Ou encore Oradour-sur-Glane, également en France, détruit pendant la Deuxième Guerre mondiale. Ses ruines ont été laissées intactes en souvenir des 642 personnes qui y ont été tuées le 10 juin 1944. Les troupes nazies de la division fanatique SS «Das Reich» ont rassemblé les civils dans des granges et une église et ont incendié le village ― le plus grand massacre de civils perpétré par les occupants français pendant la guerre.

Pour les Ukrainiens, Bakhmout est également en train de se graver de manière indélébile dans la conscience collective. Sa défense est déjà saluée en chanson. Le titre «Bakhmout Fortress», du groupe ukrainien Antytila, a été visionné plus de 3,8 millions de fois.

«Maman, je suis debout, chantent-ils. Mère patrie, je me bats.»

Dans d’autres développements jeudi :

– Le gouvernement moldave a lancé un appel au calme et a exhorté le public à ne suivre que les sources d’information «officielles et crédibles» après que la Russie ait allégué que l’Ukraine préparait une «provocation armée» dans la région séparatiste moldave de Transnistrie, soutenue par Moscou.

Peu avant la déclaration du ministère russe de la Défense, un conseiller du ministère ukrainien de l’Intérieur, Anton Herashchenko, a déclaré que l’Ukraine et l’OTAN pourraient ensemble restituer la Transnistrie à la Moldavie dans les 24 heures.

Le président ukrainien Volodymyr Zelensky a précédemment déclaré que l’Ukraine était prête à fournir toute l’aide nécessaire à la Moldavie.

Moscou a allégué, sans présenter de preuves, que des soldats ukrainiens déguisés en troupes russes prévoyaient de simuler une attaque depuis la Transnistrie, fournissant ainsi un prétexte pour une invasion du territoire.

– Le président russe Vladimir Poutine a donné un nouveau signal qu’il s’apprête à entrer dans une guerre prolongée, en déclarant que son gouvernement donnera la priorité au renforcement des capacités de défense de la Russie. S’exprimant à l’occasion de la Journée du défenseur de la patrie, un jour férié, il a annoncé le déploiement du système de missiles balistiques intercontinentaux Sarmat et la livraison aux forces russes d’une quantité massive de missiles hypersoniques à lancement maritime Zircon. Il a ajouté que trois sous-marins nucléaires de classe Borei seraient ajoutés à la flotte dans les années à venir.

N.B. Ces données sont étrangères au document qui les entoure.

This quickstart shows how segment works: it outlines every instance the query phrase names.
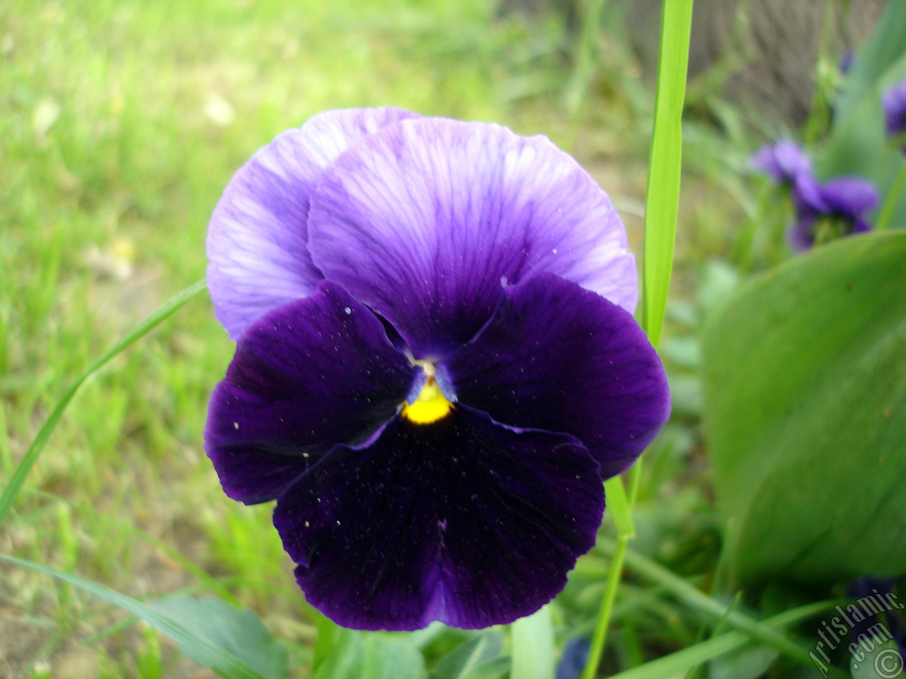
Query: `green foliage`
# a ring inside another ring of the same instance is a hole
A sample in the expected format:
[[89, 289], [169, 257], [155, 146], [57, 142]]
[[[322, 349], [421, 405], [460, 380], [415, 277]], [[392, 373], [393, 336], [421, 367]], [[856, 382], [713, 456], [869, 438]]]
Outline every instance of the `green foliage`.
[[423, 679], [425, 660], [411, 639], [336, 628], [313, 679]]
[[[891, 2], [846, 77], [827, 148], [818, 158], [822, 176], [863, 175], [875, 182], [882, 196], [894, 187], [902, 154], [885, 138], [881, 95], [885, 87], [903, 77], [906, 3]], [[906, 226], [906, 193], [893, 197], [890, 212], [891, 225]]]
[[[165, 597], [149, 607], [233, 654], [267, 679], [286, 679], [286, 649], [252, 611], [238, 610], [214, 597]], [[182, 651], [204, 665], [204, 656], [194, 646], [183, 645]]]
[[[482, 668], [497, 659], [503, 643], [503, 635], [493, 630], [469, 639], [440, 659], [434, 668], [432, 679], [475, 679]], [[506, 665], [505, 669], [508, 666]]]
[[[207, 629], [201, 634], [193, 629], [192, 627], [198, 623], [198, 620], [193, 616], [187, 615], [188, 611], [185, 607], [181, 610], [177, 611], [181, 616], [181, 619], [177, 619], [171, 617], [167, 613], [156, 610], [151, 606], [143, 604], [136, 598], [127, 597], [125, 594], [120, 594], [99, 583], [86, 580], [84, 578], [80, 578], [77, 575], [64, 573], [43, 564], [34, 563], [5, 554], [0, 554], [0, 559], [17, 566], [33, 569], [107, 599], [111, 604], [119, 606], [120, 608], [144, 620], [156, 629], [171, 636], [179, 643], [191, 657], [206, 667], [214, 670], [224, 679], [280, 679], [279, 675], [265, 675], [261, 674], [242, 658], [234, 655], [229, 647], [222, 645], [223, 637], [217, 638], [219, 635], [214, 635], [214, 639], [208, 638], [207, 635], [213, 628], [212, 626], [208, 625]], [[223, 604], [222, 606], [229, 607], [226, 604]], [[187, 623], [190, 626], [186, 626]], [[204, 628], [204, 626], [198, 626]], [[233, 650], [235, 650], [235, 640], [231, 639], [230, 643], [234, 645]]]
[[657, 347], [673, 271], [680, 176], [682, 110], [686, 95], [692, 0], [667, 0], [660, 22], [654, 132], [645, 199], [641, 327]]
[[702, 347], [704, 420], [741, 581], [906, 563], [906, 234], [843, 239], [744, 286]]

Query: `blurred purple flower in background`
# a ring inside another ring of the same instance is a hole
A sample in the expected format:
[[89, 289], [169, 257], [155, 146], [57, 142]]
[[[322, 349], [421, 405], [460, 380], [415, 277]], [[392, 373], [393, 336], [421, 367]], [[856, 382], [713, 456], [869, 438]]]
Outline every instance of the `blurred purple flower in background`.
[[906, 153], [906, 80], [888, 88], [881, 97], [884, 110], [884, 128], [888, 137], [899, 139]]
[[[882, 632], [892, 639], [906, 657], [906, 625], [897, 615], [904, 607], [904, 602], [893, 593], [896, 579], [863, 576], [846, 586], [846, 596], [856, 599], [856, 604], [846, 607], [847, 620], [853, 644], [863, 643], [864, 638], [872, 639]], [[878, 626], [882, 626], [879, 628]]]
[[545, 138], [323, 113], [236, 174], [207, 253], [237, 347], [206, 450], [341, 625], [534, 612], [669, 416], [622, 224]]
[[812, 161], [795, 141], [766, 144], [752, 155], [749, 165], [770, 177], [775, 184], [794, 189], [800, 179], [812, 176]]
[[803, 178], [794, 191], [796, 219], [787, 242], [801, 252], [816, 244], [872, 230], [866, 215], [878, 205], [874, 185], [861, 177], [836, 177], [826, 182]]

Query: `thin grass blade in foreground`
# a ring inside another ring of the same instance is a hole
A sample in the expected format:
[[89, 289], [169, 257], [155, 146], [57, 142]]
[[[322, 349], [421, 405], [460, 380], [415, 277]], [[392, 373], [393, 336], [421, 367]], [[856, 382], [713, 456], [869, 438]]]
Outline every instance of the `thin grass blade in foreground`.
[[[193, 290], [196, 287], [198, 286], [192, 286], [188, 290]], [[201, 289], [204, 289], [203, 285]], [[53, 576], [57, 579], [75, 585], [85, 591], [105, 598], [112, 604], [116, 604], [133, 616], [140, 617], [155, 629], [159, 629], [169, 636], [171, 636], [181, 646], [191, 649], [193, 657], [197, 658], [201, 665], [209, 667], [226, 679], [268, 679], [233, 654], [212, 644], [207, 639], [198, 636], [193, 631], [187, 629], [175, 620], [171, 620], [167, 616], [159, 613], [138, 599], [127, 597], [125, 594], [120, 594], [97, 582], [86, 580], [77, 575], [65, 573], [43, 564], [27, 561], [24, 559], [17, 559], [6, 554], [0, 554], [0, 559]]]
[[[680, 211], [682, 110], [686, 97], [686, 71], [691, 27], [692, 0], [664, 0], [660, 16], [658, 84], [654, 100], [654, 132], [645, 196], [641, 276], [641, 325], [655, 348], [660, 339], [664, 311], [667, 308], [667, 292], [673, 269], [673, 246]], [[616, 476], [604, 483], [610, 511], [614, 516], [630, 517], [630, 521], [627, 526], [618, 526], [617, 548], [611, 559], [607, 585], [583, 679], [593, 679], [601, 664], [611, 612], [622, 573], [626, 545], [634, 533], [631, 525], [632, 502], [638, 487], [641, 465], [640, 458], [631, 473], [628, 498], [621, 477]], [[617, 506], [614, 506], [614, 501]]]
[[[777, 630], [807, 620], [825, 610], [830, 610], [838, 603], [839, 601], [819, 601], [814, 604], [807, 604], [769, 617], [765, 620], [763, 625], [771, 630]], [[739, 648], [748, 641], [750, 639], [744, 634], [728, 632], [681, 651], [671, 653], [662, 658], [645, 663], [639, 667], [612, 674], [611, 679], [670, 679], [680, 676], [683, 672], [691, 667]]]
[[34, 437], [32, 445], [28, 447], [25, 456], [22, 458], [22, 462], [19, 463], [19, 466], [16, 467], [15, 471], [13, 473], [13, 476], [9, 480], [9, 483], [6, 484], [6, 487], [4, 488], [3, 495], [0, 495], [0, 525], [3, 524], [4, 520], [6, 518], [6, 514], [9, 513], [10, 508], [15, 502], [16, 497], [18, 497], [19, 491], [22, 490], [22, 486], [25, 483], [25, 477], [28, 476], [28, 473], [32, 471], [32, 467], [34, 466], [34, 463], [37, 461], [38, 455], [41, 454], [41, 451], [43, 450], [51, 434], [53, 434], [53, 429], [56, 428], [57, 423], [60, 422], [60, 418], [63, 416], [63, 411], [66, 409], [69, 402], [72, 400], [72, 397], [75, 396], [75, 392], [78, 391], [82, 384], [93, 372], [101, 368], [111, 359], [123, 349], [127, 349], [130, 345], [133, 344], [140, 338], [147, 335], [156, 326], [159, 325], [163, 320], [172, 315], [178, 309], [179, 309], [179, 307], [191, 300], [193, 297], [197, 297], [198, 294], [203, 292], [205, 289], [205, 282], [199, 281], [194, 285], [190, 285], [186, 288], [175, 297], [171, 298], [169, 301], [165, 302], [150, 316], [133, 328], [132, 330], [126, 335], [126, 337], [111, 347], [101, 356], [101, 358], [89, 366], [88, 369], [85, 370], [85, 372], [83, 372], [79, 378], [72, 383], [72, 386], [66, 390], [66, 393], [63, 395], [63, 397], [60, 398], [60, 400], [57, 401], [56, 406], [53, 406], [53, 410], [51, 411], [51, 414], [44, 421], [44, 424], [41, 426], [37, 435]]

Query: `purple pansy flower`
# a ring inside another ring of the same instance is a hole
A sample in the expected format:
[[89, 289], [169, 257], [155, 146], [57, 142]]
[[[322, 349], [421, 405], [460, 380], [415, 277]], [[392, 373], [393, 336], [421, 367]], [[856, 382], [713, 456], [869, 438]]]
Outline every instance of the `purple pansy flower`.
[[901, 149], [906, 153], [906, 80], [886, 90], [881, 97], [881, 105], [887, 135], [900, 139], [903, 142]]
[[794, 188], [800, 179], [812, 176], [812, 161], [795, 141], [766, 144], [752, 155], [749, 165], [770, 177], [775, 184]]
[[790, 247], [802, 252], [831, 238], [871, 231], [865, 215], [878, 205], [878, 191], [861, 177], [836, 177], [826, 182], [804, 177], [793, 199], [796, 219], [786, 240]]
[[341, 625], [510, 622], [594, 543], [602, 479], [668, 417], [606, 194], [542, 137], [330, 111], [236, 173], [208, 287], [237, 340], [205, 442], [276, 500], [308, 601]]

– Au moins trois civils ont été tués et huit autres ont été blessés en Ukraine au cours des dernières 24 heures, selon le bureau présidentiel. Selon les autorités ukrainiennes locales, les forces russes ont lancé au cours de la journée dernière plus de 80 barrages d’artillerie sur six villes et villages de la région de Soumy, dans le nord-est de l’Ukraine, qui fait frontière avec la Russie. Les forces ukrainiennes ont également repoussé environ 90 attaques russes dans l’est du pays, où de violents combats font rage depuis des mois, selon l’armée ukrainienne.